C11.4 Pardon & Liberté
Dans une salle lointaine, un autre groupe de héros avait été transporté. Recrachés par un sceau rouge, Gaven, Lysandre, Erel et Vaik s’écrasèrent sur un sol rugueux, poussiéreux et chaud. Chacun d’un côté de l’arène qu’Hadès avait savamment agencée pour eux. Lysandre face à Vaik et Erel face à Gaven.
Ils reprirent leurs sens rapidement, Erel s’arrêta d’un air abasourdi face à Gaven, la culpabilité et la tristesse lui rougissaient encore les yeux. Le juge master ne savait pas comment réagir alors que Vaik se trouvait non loin, il ne voulait pas qu’il utilise Erel contre lui. Dans l’indécision, il resta statique, complètement immobilisé.
L’inaction n’était pas le genre de Lysandre qui n’hésita pas à s’avancer vers son frère aîné pour lui demander des comptes. Les sourcils froncés, les poings serrés, il articula difficilement une phrase accusatrice entre ses dents. Vaik se tenait droit devant lui et le regardait de haut au sens propre comme figuré. Il ne pensait pas avoir à se justifier de quoi que ce soit devant son petit frère. Il ne pouvait pas comprendre car il était trop jeune à ses yeux.
Autour d’eux, une lumière aveuglante s’élevait de plus en plus, réchauffant par la même occasion la zone dans laquelle ils se trouvaient. Un espace désertique et peu accueillant. Pour s’échapper, un seul moyen, que le Vexen allait leur expliquer.
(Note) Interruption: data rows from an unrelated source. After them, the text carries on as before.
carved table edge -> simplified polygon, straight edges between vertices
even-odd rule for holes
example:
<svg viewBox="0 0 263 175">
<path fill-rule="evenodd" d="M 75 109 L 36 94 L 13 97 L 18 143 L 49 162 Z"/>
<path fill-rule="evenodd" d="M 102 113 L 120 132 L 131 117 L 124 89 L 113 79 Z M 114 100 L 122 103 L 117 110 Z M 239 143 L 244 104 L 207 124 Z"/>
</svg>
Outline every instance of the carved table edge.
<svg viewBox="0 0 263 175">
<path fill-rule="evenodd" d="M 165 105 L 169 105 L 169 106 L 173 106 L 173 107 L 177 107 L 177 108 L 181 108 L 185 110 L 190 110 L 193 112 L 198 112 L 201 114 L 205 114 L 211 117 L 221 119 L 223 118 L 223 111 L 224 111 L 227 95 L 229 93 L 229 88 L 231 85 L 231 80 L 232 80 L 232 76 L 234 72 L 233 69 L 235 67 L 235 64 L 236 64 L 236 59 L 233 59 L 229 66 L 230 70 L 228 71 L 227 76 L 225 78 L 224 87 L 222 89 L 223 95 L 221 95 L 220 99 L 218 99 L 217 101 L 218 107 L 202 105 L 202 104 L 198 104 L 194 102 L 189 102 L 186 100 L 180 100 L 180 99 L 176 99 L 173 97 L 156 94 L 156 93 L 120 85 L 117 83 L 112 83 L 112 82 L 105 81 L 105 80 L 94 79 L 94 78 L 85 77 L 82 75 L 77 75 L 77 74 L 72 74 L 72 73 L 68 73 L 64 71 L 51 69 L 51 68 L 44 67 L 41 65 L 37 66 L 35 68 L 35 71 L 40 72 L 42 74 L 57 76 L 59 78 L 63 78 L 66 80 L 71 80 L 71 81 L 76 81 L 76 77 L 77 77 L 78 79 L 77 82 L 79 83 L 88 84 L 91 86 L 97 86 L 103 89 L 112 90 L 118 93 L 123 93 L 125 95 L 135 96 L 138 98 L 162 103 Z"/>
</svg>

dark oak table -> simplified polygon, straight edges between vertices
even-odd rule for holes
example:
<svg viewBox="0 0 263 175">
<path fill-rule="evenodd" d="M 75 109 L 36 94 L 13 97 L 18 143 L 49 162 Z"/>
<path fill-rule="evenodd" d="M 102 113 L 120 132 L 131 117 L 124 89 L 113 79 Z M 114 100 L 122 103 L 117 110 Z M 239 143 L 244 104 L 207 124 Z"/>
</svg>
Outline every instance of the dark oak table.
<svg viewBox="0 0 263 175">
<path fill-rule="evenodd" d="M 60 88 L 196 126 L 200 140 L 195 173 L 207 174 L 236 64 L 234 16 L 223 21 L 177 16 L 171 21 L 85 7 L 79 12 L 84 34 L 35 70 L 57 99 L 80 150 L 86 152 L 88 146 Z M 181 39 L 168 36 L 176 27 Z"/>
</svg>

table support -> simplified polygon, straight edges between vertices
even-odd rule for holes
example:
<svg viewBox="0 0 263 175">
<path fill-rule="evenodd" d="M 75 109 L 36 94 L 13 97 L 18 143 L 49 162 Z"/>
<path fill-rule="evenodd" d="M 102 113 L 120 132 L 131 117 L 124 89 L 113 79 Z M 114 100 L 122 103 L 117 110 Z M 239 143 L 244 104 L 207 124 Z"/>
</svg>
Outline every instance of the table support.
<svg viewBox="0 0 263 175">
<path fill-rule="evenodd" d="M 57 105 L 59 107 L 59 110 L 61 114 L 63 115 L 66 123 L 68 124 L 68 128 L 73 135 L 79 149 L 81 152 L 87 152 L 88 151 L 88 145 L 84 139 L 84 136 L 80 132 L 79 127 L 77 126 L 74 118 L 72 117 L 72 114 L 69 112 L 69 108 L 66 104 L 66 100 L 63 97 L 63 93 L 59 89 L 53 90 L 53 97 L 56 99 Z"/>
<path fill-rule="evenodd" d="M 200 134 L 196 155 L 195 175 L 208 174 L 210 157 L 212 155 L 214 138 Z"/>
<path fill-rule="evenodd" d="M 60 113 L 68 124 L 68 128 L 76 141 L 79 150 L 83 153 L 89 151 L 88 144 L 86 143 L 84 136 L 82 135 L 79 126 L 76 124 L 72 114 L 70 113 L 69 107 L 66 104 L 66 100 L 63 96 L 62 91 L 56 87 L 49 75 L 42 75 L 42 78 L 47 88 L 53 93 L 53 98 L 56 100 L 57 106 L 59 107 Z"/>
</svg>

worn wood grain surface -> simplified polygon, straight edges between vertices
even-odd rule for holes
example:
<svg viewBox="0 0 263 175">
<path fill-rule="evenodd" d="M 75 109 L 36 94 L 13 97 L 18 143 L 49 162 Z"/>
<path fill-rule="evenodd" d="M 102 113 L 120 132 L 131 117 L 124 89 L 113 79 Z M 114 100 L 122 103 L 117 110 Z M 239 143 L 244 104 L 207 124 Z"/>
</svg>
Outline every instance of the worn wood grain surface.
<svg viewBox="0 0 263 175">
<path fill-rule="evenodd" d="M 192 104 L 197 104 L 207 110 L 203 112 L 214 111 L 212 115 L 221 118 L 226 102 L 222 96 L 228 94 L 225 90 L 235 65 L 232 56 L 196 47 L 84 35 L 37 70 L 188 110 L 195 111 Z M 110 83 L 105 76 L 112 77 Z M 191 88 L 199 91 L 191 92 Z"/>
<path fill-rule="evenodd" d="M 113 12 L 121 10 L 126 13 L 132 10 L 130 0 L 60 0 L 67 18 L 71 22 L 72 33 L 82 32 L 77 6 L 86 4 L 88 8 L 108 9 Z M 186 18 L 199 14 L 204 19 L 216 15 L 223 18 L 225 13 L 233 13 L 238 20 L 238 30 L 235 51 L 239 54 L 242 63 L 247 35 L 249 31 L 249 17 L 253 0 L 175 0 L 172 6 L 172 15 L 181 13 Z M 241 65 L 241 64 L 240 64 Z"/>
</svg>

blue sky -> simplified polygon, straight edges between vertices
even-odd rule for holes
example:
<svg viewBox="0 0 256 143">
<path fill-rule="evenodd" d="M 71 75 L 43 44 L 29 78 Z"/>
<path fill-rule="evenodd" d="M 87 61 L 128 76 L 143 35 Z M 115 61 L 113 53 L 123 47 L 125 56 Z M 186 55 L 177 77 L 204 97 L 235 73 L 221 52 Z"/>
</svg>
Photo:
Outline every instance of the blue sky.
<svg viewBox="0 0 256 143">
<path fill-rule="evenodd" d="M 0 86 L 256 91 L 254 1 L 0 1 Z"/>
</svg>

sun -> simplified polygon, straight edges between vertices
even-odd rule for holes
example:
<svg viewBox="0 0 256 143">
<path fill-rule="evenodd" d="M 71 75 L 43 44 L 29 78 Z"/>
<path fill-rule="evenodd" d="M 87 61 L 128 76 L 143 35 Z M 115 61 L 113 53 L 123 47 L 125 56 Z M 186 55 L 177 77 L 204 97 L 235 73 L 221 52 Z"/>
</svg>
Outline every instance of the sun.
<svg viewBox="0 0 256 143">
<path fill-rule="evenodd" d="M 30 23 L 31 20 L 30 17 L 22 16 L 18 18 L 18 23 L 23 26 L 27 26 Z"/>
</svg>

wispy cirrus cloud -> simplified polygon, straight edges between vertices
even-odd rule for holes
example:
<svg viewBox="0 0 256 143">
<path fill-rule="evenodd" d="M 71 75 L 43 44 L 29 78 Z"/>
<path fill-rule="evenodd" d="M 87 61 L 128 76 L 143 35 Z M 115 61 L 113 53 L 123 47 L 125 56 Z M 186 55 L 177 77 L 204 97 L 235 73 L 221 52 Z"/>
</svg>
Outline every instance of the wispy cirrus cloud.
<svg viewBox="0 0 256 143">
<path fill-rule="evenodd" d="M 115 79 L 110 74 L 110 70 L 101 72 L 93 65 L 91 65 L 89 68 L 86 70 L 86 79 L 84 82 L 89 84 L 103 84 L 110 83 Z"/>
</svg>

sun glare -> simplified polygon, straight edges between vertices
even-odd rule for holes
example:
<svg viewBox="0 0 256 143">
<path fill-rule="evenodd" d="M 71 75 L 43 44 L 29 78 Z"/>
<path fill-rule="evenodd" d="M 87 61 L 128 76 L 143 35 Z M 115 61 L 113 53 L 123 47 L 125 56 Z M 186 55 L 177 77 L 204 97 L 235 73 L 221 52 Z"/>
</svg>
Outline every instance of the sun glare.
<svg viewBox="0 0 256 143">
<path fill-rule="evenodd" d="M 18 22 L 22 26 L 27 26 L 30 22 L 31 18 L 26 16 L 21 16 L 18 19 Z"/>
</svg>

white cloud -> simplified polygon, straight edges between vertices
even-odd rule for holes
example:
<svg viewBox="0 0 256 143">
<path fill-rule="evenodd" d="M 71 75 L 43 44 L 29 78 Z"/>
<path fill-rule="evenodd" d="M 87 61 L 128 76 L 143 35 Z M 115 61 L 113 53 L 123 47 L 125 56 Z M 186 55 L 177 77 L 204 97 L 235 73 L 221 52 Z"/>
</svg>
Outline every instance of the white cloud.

- L’Amour, le moteur de votre espèce. Il est la source de conflit ou de charité. Je vous offre l’opportunité d’exploiter les deux facettes de cet amour que vous adulez tant. Pour traverser ce désert, seule le pardon pourra éclairer votre route.
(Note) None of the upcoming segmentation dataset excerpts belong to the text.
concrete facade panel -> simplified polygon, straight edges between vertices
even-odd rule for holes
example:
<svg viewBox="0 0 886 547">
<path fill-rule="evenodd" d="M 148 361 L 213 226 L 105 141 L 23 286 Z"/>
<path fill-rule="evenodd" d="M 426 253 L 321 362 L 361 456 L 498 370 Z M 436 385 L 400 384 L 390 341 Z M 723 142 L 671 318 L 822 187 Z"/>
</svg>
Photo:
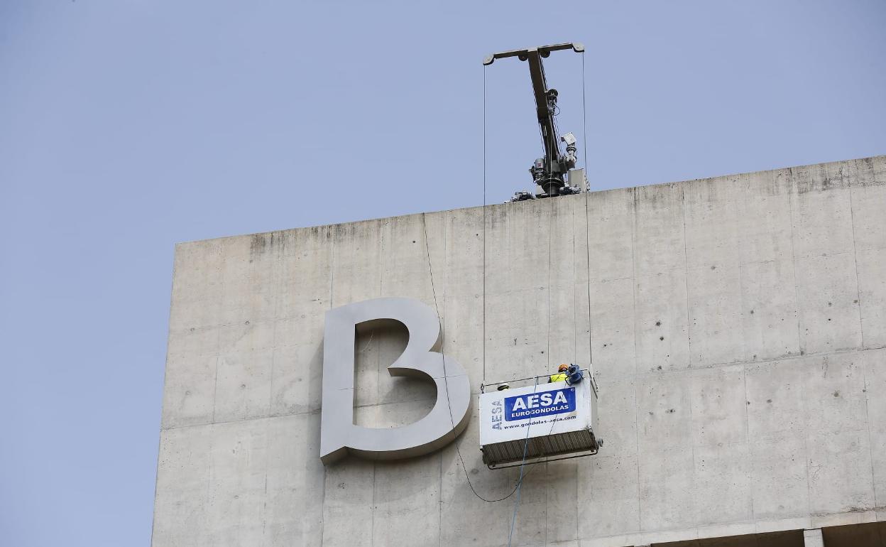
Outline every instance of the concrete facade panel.
<svg viewBox="0 0 886 547">
<path fill-rule="evenodd" d="M 884 188 L 877 157 L 180 244 L 152 544 L 507 545 L 515 514 L 512 545 L 586 547 L 884 520 Z M 324 466 L 325 314 L 382 296 L 439 315 L 473 397 L 593 367 L 600 453 L 516 489 L 482 462 L 475 399 L 436 452 Z M 358 326 L 358 425 L 432 408 L 431 383 L 386 370 L 408 340 Z"/>
</svg>

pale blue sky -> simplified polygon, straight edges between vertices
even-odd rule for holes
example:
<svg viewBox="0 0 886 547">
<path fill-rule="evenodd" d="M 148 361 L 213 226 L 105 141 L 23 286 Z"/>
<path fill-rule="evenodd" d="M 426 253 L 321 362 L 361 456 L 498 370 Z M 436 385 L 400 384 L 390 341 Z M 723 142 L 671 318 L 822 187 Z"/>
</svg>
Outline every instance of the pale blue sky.
<svg viewBox="0 0 886 547">
<path fill-rule="evenodd" d="M 0 0 L 0 544 L 148 545 L 174 244 L 481 204 L 486 54 L 586 44 L 605 189 L 886 153 L 884 28 L 883 0 Z M 581 138 L 580 56 L 547 66 Z M 540 151 L 525 64 L 487 84 L 501 202 Z"/>
</svg>

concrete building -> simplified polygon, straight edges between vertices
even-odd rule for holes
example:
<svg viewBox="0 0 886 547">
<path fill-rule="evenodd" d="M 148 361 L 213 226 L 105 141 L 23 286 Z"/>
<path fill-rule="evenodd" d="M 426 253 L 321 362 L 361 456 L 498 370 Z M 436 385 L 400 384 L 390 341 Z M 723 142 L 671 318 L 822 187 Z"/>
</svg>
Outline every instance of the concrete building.
<svg viewBox="0 0 886 547">
<path fill-rule="evenodd" d="M 593 354 L 605 444 L 527 467 L 513 545 L 886 544 L 886 156 L 179 245 L 154 547 L 508 544 L 476 416 L 321 463 L 324 314 L 381 296 L 475 397 Z M 406 340 L 358 333 L 357 424 L 434 404 Z"/>
</svg>

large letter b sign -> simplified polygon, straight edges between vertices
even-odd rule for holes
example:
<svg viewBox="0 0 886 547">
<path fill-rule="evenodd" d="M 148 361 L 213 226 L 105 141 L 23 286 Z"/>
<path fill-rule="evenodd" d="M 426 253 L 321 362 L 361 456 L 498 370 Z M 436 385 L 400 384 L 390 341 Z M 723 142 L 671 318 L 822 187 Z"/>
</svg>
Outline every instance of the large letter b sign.
<svg viewBox="0 0 886 547">
<path fill-rule="evenodd" d="M 356 326 L 393 319 L 406 325 L 409 341 L 388 367 L 391 376 L 430 377 L 437 384 L 431 413 L 408 426 L 375 429 L 354 424 L 354 368 Z M 330 464 L 347 452 L 372 459 L 398 459 L 446 446 L 468 425 L 470 382 L 452 357 L 434 349 L 440 341 L 439 318 L 419 301 L 379 298 L 330 309 L 323 338 L 323 406 L 320 459 Z"/>
</svg>

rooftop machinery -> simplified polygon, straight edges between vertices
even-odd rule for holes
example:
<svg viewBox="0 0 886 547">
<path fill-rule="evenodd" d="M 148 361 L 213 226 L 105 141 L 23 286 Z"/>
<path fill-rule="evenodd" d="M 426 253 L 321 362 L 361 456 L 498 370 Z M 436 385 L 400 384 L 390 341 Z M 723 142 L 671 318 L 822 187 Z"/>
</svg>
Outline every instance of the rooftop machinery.
<svg viewBox="0 0 886 547">
<path fill-rule="evenodd" d="M 496 59 L 517 57 L 529 62 L 545 152 L 529 172 L 540 191 L 517 191 L 511 201 L 587 190 L 584 169 L 575 168 L 575 136 L 561 137 L 557 131 L 557 91 L 548 89 L 541 63 L 551 51 L 568 49 L 585 51 L 580 43 L 558 43 L 494 53 L 483 61 L 491 65 Z M 566 144 L 565 154 L 560 150 L 561 142 Z M 491 386 L 497 388 L 490 391 Z M 580 365 L 563 364 L 556 374 L 480 386 L 479 400 L 480 450 L 490 469 L 592 456 L 602 445 L 595 433 L 597 386 L 591 371 Z"/>
<path fill-rule="evenodd" d="M 585 46 L 573 43 L 556 43 L 528 50 L 493 53 L 483 60 L 483 64 L 488 66 L 496 59 L 517 57 L 521 61 L 529 63 L 529 75 L 532 81 L 532 93 L 535 95 L 535 113 L 538 116 L 541 142 L 545 149 L 545 155 L 535 160 L 529 172 L 540 191 L 534 194 L 531 191 L 517 191 L 511 201 L 577 194 L 585 190 L 584 169 L 574 168 L 577 161 L 577 140 L 571 133 L 560 136 L 557 131 L 556 115 L 559 113 L 556 105 L 557 90 L 548 89 L 545 66 L 541 62 L 542 59 L 550 56 L 551 51 L 570 49 L 581 53 L 585 51 Z M 560 150 L 561 142 L 566 145 L 565 154 Z M 564 178 L 567 176 L 569 184 Z"/>
</svg>

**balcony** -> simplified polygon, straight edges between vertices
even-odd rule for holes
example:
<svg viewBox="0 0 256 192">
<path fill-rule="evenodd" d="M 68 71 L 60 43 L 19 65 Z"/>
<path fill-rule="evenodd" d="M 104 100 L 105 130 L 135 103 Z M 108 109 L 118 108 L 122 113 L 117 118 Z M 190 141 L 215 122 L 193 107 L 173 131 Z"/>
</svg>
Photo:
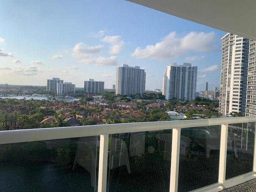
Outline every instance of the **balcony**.
<svg viewBox="0 0 256 192">
<path fill-rule="evenodd" d="M 255 178 L 255 122 L 243 117 L 2 131 L 0 190 L 220 191 Z"/>
</svg>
La voix du Vexen raisonna dans la tête de tous les protagonistes, elle leur indiqua ce qu’ils devaient faire mais les êtres humains se toisaient avec méfiance et n’étaient pas sûrs de la marche à suivre.
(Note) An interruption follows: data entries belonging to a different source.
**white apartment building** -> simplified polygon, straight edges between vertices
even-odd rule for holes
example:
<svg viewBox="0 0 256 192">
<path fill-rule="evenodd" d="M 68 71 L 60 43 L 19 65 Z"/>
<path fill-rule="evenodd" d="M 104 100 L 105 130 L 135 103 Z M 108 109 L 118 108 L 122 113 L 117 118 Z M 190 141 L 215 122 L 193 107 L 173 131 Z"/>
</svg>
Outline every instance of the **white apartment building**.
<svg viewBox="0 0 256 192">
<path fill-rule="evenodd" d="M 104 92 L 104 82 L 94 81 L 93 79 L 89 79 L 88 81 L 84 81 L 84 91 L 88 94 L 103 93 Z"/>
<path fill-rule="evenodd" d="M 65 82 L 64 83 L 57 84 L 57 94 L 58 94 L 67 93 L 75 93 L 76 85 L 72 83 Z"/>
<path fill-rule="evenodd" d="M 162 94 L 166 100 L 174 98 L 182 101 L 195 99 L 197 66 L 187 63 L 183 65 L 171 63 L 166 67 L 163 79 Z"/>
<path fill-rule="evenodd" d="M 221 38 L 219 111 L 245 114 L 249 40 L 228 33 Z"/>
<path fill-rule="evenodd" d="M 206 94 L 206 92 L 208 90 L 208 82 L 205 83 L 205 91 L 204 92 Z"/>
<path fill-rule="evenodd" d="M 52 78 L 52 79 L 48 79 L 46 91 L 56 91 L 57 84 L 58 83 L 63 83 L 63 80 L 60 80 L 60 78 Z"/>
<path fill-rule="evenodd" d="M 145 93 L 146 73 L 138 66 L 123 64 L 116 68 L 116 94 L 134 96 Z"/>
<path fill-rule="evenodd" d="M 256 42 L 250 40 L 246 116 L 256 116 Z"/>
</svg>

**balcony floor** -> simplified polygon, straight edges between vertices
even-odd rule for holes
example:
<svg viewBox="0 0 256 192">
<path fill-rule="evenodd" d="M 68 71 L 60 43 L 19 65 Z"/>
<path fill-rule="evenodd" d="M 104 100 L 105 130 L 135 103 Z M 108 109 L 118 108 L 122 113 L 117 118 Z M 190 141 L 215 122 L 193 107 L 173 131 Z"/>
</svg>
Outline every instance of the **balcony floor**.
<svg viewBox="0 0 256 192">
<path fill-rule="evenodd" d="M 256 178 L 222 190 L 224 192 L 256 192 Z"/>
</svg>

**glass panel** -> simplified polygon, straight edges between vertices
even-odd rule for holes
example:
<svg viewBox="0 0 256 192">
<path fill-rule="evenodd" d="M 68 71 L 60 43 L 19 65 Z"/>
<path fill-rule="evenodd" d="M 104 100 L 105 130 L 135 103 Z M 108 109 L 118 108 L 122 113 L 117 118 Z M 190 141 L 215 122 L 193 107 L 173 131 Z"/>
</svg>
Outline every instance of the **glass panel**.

Face à face, le groupe ne partait pas sur une bonne dynamique. Culpabilité, haine et rancœur étaient surtout les sentiments qui planaient entre eux et plus ils se détestaient et plus le chemin s’effaçait à leurs pieds. La poussière blanche recouvrait leur pas et voilait la bonne direction, sans doute voyageraient-ils éternellement dans ce désert s’ils ne trouvaient pas un consensus entre eux. Mais comment pouvaient-ils se pardonner, s’aimer les uns les autres?
Lysandre adulait aveuglément son frère, à l’inverse, son aîné ne le voyait que comme le jeune loup de la portée : téméraire et juvénile. Erel adorait Gaven, mais elle était incapable de soutenir son regard, de lui pardonner et de se pardonner. Qu’est-ce que l’amour véritable lorsqu’il est voilé d’interprétation et d’idéalisme?
Vaik se tenait droit, les mains derrière le dos, examinant ses pas qui s’effaçaient dans le sable en occultant la présence de tous les autres protagonistes. Pour lui, la priorité était de réussir l’épreuve pour rejoindre le Vexen et devenir un Dieu. C’est ce qu’il lui avait été promis par Hadès. Hélas, il ne connaissait pas le sens de cet amour véritable. Il n’avait jamais aimé, du moins pas dans le sens où l’on peut l’entendre dans les comédies romantiques. Il avait toujours vécu pour accomplir un plus grand dessein, celui de sauver l’humanité d’elle-même, de devenir le dirigeant qui changerait le monde. Il avait aspiré à des choses bien plus grandes et complexes que la plupart des autres Empereurs avant lui.
Jeune, il avait toujours connu la guerre et avait vu son père lutter pour conserver sa place d’Empereur dans une Astéa dévastée et stigmatisée par les conflits ultérieurs. La guerre civile avait failli frapper mais par d’astucieuses combines, Emett, son paternel avait réussi à étouffer la rébellion. C’est une chose qu’il avait toujours admirée chez lui.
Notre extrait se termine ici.